The real problem is that teachers are confusing “sight reading” with “reading music.” Sight reading is playing music you have never seen before.
Sight reading does in fact require the pianist to look constantly at the page, since it is music they have never seen before. Only a quick peek at the hands to reassure themselves in tricky spots may be necessary.
But kids should not be expected to “sight read.” It is a skill best left for later, and is usually a skill refined by highly skilled musicians, rarely kids.
Far better to let kids look at the keys as they are learning to read music.

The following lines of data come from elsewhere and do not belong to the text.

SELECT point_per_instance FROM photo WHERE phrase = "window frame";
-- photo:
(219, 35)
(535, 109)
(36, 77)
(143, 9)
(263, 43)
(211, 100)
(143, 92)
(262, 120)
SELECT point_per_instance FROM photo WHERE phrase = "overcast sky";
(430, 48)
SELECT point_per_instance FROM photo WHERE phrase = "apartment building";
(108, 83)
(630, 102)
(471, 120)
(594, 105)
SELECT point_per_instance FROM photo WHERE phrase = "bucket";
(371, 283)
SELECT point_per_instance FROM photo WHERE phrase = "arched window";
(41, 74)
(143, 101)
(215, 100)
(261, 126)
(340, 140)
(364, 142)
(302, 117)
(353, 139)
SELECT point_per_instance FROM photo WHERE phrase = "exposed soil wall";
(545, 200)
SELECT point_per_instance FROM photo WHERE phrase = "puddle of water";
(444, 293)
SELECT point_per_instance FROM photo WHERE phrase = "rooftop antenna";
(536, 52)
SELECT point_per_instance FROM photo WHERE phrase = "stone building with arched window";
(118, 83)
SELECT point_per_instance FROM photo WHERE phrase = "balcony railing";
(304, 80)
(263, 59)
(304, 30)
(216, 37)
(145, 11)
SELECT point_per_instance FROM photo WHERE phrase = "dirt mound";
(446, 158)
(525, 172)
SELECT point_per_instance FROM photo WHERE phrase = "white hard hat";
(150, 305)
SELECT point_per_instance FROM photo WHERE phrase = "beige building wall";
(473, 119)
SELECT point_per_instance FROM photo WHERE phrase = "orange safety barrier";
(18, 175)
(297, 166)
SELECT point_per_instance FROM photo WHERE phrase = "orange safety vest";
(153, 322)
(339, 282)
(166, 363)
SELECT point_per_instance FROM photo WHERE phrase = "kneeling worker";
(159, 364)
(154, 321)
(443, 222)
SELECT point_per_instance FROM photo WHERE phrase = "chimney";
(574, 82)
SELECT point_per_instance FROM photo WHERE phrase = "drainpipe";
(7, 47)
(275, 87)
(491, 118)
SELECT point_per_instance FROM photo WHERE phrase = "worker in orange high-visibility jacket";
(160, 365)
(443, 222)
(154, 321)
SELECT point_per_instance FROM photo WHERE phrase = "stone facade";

Below is what kids are shown when they start to read music:
There are two different graphic systems here, the five lines, and the keyboard below. Kids are mystified: there is no relationship or readily-apparent similarity between the two systems.
A BETTER SYSTEM
It would be far better to give kids reference points on the keys that help to show the correspondence between the page and the keys.
We place five blue stickers to denote the five lines.
We place one red sticker to denote the location of Middle C.
FINDING MIDDLE C SHOULD BE FIRST
To make the process as clear as possible, restrict yourself to finding Middle C at first, both on the page and on the keys.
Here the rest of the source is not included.